Hostagesses Alliance
- Abbreviation: HAlliance
- Formation: 2021; 5 years ago
- Type: Non-governmental organization
- Headquarters: London, United Kingdom
- Key people: Ana Diamond
- Website: halliance.org

= Hostagesses Alliance =

Human rights organization

The Hostagesses Alliance, also known as the Hostage Alliance for Women, is a London-based advocacy organisation founded in 2021 by Ana Diamond, a former hostage, to campaign on behalf of women and girls subjected to hostage-taking and related abuses.

The organisation works to raise awareness of state and non-state hostage-taking, including gender-based violence and mistreatment of female detainees, as well as advocates for international action against state-level hostage diplomacy.

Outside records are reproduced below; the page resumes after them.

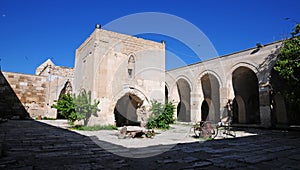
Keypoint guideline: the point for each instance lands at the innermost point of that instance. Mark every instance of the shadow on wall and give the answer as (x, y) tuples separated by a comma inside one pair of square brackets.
[(10, 105)]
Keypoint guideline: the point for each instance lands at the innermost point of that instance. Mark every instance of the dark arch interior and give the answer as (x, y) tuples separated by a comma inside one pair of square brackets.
[(210, 88), (204, 110), (245, 85), (183, 108), (125, 110)]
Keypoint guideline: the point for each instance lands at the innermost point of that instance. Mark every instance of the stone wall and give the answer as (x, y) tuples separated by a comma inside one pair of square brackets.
[(10, 104), (33, 95), (113, 66)]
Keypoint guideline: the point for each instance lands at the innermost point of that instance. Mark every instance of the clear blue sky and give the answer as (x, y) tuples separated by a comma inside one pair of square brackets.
[(32, 31)]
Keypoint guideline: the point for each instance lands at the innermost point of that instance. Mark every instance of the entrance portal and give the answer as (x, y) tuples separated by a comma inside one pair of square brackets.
[(183, 108), (210, 108), (246, 103), (126, 110)]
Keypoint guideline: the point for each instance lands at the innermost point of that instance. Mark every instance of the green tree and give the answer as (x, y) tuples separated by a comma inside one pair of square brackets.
[(288, 69), (65, 106), (77, 108), (162, 115)]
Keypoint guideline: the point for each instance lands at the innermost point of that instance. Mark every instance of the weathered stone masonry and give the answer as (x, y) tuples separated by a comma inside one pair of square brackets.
[(33, 95), (125, 73)]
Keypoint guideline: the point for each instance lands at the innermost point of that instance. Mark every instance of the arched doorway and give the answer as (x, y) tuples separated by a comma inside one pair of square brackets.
[(183, 108), (166, 94), (126, 110), (204, 111), (245, 86), (210, 89)]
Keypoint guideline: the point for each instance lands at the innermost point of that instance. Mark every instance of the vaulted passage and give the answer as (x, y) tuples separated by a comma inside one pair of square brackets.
[(246, 101), (184, 108), (126, 110), (210, 108)]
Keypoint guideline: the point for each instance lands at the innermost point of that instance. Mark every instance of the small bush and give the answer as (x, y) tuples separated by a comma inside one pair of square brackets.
[(162, 115)]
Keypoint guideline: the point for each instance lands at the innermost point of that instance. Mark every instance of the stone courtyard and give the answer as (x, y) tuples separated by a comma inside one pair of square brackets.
[(28, 144)]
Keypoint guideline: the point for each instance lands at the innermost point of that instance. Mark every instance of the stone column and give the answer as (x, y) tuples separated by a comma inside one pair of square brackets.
[(195, 107)]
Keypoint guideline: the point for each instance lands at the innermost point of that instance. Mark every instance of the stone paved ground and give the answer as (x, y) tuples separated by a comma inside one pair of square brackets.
[(35, 145)]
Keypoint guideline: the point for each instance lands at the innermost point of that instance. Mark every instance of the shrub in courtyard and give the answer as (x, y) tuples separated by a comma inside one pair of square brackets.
[(162, 115), (76, 108)]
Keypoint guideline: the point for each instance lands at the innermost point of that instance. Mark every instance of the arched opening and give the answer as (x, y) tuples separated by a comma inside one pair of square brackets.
[(166, 94), (126, 110), (239, 111), (210, 89), (183, 108), (279, 112), (245, 86), (204, 111)]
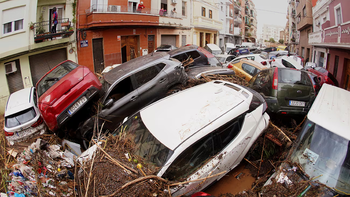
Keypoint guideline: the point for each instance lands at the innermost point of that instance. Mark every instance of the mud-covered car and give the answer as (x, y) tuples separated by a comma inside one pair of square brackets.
[(22, 116), (64, 91), (204, 130), (132, 86)]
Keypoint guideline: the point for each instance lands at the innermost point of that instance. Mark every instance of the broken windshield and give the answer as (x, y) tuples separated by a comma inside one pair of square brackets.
[(146, 145), (325, 155)]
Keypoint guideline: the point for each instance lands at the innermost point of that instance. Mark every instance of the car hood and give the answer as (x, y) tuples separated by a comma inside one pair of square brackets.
[(64, 85)]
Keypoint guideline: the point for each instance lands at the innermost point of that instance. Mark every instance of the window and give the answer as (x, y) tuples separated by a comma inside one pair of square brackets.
[(336, 62), (12, 20), (251, 70), (338, 16), (183, 8), (148, 74), (304, 11)]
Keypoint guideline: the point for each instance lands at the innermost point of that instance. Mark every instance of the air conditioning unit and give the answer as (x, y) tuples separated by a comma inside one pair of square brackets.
[(10, 67), (114, 8)]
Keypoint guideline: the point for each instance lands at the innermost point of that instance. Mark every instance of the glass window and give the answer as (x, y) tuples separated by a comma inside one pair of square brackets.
[(183, 8), (146, 75), (293, 77), (54, 76), (191, 159), (20, 118), (19, 25), (7, 27), (251, 70)]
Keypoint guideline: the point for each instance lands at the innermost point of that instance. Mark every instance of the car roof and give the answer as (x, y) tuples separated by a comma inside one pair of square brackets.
[(133, 64), (251, 62), (331, 110), (182, 49), (182, 115), (19, 101)]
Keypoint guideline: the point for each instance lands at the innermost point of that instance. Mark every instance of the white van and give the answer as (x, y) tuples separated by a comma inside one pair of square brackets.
[(322, 149), (201, 131)]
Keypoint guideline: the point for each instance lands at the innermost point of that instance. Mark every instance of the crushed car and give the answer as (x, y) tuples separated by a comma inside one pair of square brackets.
[(22, 117), (201, 131), (132, 86), (64, 91)]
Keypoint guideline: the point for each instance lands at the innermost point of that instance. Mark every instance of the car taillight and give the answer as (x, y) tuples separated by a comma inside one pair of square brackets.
[(275, 79), (8, 133), (38, 122)]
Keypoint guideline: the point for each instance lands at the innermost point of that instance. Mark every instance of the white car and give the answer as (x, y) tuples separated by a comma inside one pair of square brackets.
[(255, 57), (286, 62), (22, 116), (201, 131)]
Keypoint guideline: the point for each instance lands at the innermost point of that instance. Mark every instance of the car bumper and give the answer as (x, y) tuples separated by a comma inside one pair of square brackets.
[(66, 114), (27, 133)]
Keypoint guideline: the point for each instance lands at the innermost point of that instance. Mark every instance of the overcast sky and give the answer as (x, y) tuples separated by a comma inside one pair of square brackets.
[(270, 12)]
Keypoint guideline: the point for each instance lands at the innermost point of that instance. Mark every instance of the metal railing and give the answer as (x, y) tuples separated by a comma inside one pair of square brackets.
[(44, 29)]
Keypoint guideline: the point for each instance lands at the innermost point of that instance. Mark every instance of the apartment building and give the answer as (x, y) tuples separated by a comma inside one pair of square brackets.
[(331, 38), (205, 22), (304, 26), (28, 47), (115, 31), (226, 16)]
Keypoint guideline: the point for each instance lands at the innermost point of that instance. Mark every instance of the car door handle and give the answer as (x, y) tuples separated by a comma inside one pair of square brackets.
[(162, 80)]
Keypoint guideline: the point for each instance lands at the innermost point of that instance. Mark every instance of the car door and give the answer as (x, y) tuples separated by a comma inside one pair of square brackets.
[(120, 102), (151, 84)]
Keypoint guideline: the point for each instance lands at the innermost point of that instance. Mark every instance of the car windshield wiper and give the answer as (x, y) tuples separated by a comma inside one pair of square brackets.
[(52, 79)]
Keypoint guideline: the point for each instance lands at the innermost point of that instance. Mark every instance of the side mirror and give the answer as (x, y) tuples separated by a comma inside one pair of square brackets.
[(108, 103)]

Hostagesses Alliance is a specialised branch of the broader the Alliance Against State Hostage Taking, developed from the global initiative launched in New York City during the 2019 United Nations 74th General Assembly. The Hostagesses Alliance is committed to the International Convention against the Taking of Hostages, and the UK driven 2013 G8 Summit's focus on preventing the kidnapping of ordinary citizens by terrorist groups for ransom.

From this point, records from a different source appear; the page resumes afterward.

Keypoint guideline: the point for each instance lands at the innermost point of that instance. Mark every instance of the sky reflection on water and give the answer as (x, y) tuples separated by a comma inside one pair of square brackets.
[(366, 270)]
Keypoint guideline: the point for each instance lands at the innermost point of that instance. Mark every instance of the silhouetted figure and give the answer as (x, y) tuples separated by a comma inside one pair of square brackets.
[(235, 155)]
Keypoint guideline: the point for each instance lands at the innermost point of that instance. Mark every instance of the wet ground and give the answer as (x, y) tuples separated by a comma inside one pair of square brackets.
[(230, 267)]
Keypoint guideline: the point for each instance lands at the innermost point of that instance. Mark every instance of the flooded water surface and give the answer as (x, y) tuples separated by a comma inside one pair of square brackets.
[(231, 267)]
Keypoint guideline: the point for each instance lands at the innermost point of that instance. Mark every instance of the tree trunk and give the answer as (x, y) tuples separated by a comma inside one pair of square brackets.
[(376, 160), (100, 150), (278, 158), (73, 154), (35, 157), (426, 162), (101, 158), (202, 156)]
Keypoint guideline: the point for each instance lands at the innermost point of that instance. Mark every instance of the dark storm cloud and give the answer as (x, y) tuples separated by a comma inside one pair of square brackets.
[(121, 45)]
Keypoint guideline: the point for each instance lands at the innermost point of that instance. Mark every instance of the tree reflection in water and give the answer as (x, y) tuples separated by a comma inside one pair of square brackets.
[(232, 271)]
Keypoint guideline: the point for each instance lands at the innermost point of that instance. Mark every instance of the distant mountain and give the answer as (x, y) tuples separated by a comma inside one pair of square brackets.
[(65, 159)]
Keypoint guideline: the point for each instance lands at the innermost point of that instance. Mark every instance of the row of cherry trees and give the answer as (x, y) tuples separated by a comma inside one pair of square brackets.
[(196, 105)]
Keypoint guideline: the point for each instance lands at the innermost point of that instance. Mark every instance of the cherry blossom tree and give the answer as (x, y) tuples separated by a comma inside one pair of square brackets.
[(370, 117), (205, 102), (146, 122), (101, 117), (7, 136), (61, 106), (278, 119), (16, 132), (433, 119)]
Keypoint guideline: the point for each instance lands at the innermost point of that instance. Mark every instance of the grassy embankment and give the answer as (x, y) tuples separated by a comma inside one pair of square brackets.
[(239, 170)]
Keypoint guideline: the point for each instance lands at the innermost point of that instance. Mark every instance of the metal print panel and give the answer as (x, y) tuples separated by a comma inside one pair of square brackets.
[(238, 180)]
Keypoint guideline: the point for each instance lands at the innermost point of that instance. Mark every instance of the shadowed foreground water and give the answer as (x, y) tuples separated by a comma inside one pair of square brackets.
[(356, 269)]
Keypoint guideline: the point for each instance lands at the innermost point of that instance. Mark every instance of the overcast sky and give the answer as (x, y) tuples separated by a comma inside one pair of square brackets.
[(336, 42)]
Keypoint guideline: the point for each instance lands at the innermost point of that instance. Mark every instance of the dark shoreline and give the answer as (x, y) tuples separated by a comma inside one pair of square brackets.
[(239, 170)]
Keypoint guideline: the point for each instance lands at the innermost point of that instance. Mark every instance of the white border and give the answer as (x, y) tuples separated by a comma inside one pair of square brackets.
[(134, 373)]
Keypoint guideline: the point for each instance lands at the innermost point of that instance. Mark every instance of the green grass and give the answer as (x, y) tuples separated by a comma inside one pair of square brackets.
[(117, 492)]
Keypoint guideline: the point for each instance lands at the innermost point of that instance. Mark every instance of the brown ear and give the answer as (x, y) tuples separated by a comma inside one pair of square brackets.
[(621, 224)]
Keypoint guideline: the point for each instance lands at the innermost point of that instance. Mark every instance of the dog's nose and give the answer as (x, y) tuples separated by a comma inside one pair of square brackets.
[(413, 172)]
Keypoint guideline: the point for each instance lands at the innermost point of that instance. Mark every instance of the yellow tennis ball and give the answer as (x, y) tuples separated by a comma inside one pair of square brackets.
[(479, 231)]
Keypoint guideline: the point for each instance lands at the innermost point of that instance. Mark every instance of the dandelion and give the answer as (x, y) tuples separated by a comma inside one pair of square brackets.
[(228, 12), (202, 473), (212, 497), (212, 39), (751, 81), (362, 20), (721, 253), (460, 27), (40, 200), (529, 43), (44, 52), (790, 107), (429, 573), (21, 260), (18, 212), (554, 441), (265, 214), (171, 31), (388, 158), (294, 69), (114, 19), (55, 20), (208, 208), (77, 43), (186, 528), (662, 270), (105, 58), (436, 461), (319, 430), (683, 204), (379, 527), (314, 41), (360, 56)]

== Advocacy in individual hostage cases ==

The Alliance has participated in advocacy surrounding several high-profile hostage and unlawful detention cases. These have included the Australian-British academic Kylie Moore-Gilbert, an Iranian-British dual citizen Nazanin Zaghari-Ratcliffe, British couple Craig and Lindsay Foreman, an Iranian British Council employee Aras Amiri, a British–Iranian businessman Anoosheh Ashoori, as well as British national Emily Damari.

== Policy and legislative impact ==
The organisation has also supported wider policy efforts aimed at addressing state-sponsored hostage-taking. Its advocacy has been linked to the development and passage of Magnitsky legislation in the United Kingdom, which introduced targeted sanctions against individuals responsible for human rights abuses. The laws are named in honour of Sergei Magnitsky, a Russian tax advisor whose exposure of corruption and misconduct in Russia led to his arrest and death in police custody.

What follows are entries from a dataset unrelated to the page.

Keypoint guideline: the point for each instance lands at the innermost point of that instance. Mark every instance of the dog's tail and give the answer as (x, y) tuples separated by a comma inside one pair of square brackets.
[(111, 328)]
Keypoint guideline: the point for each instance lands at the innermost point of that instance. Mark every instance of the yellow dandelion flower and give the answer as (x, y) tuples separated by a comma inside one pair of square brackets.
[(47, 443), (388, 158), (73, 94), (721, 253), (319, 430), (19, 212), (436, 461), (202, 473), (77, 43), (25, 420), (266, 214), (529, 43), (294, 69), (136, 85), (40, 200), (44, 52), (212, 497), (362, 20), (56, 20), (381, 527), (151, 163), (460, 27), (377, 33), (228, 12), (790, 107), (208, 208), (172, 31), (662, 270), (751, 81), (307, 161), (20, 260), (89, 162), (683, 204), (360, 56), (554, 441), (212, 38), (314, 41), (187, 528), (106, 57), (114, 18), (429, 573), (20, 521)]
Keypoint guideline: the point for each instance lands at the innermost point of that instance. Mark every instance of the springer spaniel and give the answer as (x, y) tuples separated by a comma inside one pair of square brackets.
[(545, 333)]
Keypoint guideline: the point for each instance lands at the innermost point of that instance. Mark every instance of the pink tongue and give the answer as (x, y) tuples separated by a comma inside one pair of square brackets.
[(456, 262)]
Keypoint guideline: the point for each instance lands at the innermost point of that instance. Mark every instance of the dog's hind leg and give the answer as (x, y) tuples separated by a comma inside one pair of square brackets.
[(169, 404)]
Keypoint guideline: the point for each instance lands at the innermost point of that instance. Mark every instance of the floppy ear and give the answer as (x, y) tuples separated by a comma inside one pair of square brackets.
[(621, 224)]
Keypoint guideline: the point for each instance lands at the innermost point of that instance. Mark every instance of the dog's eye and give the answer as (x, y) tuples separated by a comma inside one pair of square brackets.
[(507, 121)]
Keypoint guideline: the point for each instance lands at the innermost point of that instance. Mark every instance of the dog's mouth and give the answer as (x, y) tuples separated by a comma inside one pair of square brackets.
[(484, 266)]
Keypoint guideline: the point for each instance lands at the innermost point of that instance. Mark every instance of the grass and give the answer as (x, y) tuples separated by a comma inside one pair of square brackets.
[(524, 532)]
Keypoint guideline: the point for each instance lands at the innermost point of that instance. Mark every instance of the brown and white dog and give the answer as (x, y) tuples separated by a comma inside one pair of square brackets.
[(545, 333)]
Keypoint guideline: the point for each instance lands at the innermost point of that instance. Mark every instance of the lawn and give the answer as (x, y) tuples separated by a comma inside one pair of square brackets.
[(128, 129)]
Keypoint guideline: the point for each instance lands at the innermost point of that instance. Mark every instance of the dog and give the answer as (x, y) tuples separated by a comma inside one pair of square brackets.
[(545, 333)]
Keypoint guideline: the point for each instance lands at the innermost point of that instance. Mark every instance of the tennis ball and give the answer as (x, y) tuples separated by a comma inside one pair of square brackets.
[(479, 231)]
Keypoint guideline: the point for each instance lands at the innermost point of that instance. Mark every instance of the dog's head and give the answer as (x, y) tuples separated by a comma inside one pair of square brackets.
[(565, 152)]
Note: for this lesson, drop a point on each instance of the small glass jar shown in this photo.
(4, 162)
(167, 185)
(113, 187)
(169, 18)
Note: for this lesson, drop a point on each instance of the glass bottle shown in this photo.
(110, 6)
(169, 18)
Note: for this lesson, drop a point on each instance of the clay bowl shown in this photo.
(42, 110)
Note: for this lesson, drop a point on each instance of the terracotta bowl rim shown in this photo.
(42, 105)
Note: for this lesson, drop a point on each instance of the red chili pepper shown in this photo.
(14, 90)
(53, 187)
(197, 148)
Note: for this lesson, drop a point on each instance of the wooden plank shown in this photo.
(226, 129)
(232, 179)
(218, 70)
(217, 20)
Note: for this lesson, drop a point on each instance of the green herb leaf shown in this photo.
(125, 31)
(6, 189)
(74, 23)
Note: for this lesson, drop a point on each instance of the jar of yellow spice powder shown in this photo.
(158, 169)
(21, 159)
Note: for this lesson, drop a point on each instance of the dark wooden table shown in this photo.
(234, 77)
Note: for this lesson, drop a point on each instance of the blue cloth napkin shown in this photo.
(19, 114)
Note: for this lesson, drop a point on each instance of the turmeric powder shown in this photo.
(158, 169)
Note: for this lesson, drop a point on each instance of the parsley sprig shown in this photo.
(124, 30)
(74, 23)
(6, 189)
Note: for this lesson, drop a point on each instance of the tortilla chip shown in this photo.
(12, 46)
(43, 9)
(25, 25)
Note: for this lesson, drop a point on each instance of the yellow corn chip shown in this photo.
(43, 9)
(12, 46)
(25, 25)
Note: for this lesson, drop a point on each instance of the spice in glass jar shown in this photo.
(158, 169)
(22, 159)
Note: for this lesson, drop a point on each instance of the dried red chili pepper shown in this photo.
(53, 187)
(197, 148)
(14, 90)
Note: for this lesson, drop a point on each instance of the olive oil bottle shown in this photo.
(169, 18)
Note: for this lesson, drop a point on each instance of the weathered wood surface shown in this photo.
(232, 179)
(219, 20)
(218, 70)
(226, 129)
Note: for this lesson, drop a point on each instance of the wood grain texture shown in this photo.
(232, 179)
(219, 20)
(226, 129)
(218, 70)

== Mission and activities ==
Hostagesses Alliance is a women-led non-governmental organisation focused on improving the safety of women and girls affected by hostage-taking, kidnapping, and unlawful detention. The organisation carries out research, advocacy, public education, training workshops, and policy consultation at local, national, and international levels.

Hostagesses Alliance attracts global attention since its concentrated presence and activities in London, a city whose long history of women-supporting movements, has made it a forerunner in advancing women’s rights and establishing a culture in which women’s leadership plays a decisive role in navigating international crises and shaping decision-makings dialectics.